DC: But you also did the editing yourself. Did you have anybody as another pair of eyes for that or just you? 

JJ: No, I edited. My main job is as an editor. So I love editing. Editing to me is always basically your second opportunity to tell the story and to make the film what it is you want it to be. So in my eyes, editing and directing are one and the same thing because you’re essentially just trying to tell the story in the most effective way. Also, I get to sit down for an extreme length of time, and I don’t have to see anybody or leave the house or go out. So it’s like a treat to myself after having been worrying about filming it. I get to lock myself away. It’s a little gift to myself. 

DC: What attracts you to writing films from a woman’s perspective?  

JJ: I think I’ve always been more interested in female perspectives and women’s stories. I’ve always probably been friendlier with women throughout my life and had more friends that were female than male. I don’t know, from a storytelling point of view, you just got to look at it kind of coldly, like, women are amazing. They’ve got a perspective that I find far more interesting in exploring than a male perspective. 
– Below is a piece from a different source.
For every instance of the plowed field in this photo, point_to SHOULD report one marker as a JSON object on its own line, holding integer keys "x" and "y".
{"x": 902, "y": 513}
It’s learning, isn’t it? It’s like discovering, exploring, and learning. I guess I find that a more exciting way. 

DC: What’s next?

JJ: Hopefully it won’t be another eight years before filming the next one. That’s the main thing I’m hoping for. 

DC: Oh, if you don’t mind me asking, what happened there? Were you developing Wild Bones the whole time? 

JJ: I was trying to get other films going off the ground. It’s funny. There are some interesting statistics about people who actually go on to make a second film, and a lot of people don’t. I think I understand one reason why that might not happen. On the festival circuit, you meet lots of other filmmakers and producers. Obviously, they’re there with their film, and everybody has a different idea of the right way to make a film.  

I think you get told an awful lot about how you should be doing this and how you should be doing that. I got very much hung up on that, that I found it difficult to launch into just doing another project. It took me a long time to realize that and get over that and say, well, this worked last time. So maybe I should just do this again; which is what we did. And, you know, eight years, an awful lot goes on in that time. So that wasn’t just sitting there thinking, “Why isn’t this happening?” It’s also finding the right story to tell because the thing that I was working on and writing for ages after Malady is just completely unfilmable. It’s one of those—you just go down these holes, and really spiral out of control.

DC: I think that’s the artist’s problem, so many ideas and not enough time. 

JJ: Yeah. That and also, making a film, you’re going to be with it for a number of years. So, it’s got to be the right film and the right thing. Wild Bones felt like the right film and the right thing, and something I could sit with for a few years. Those things take as long as they take.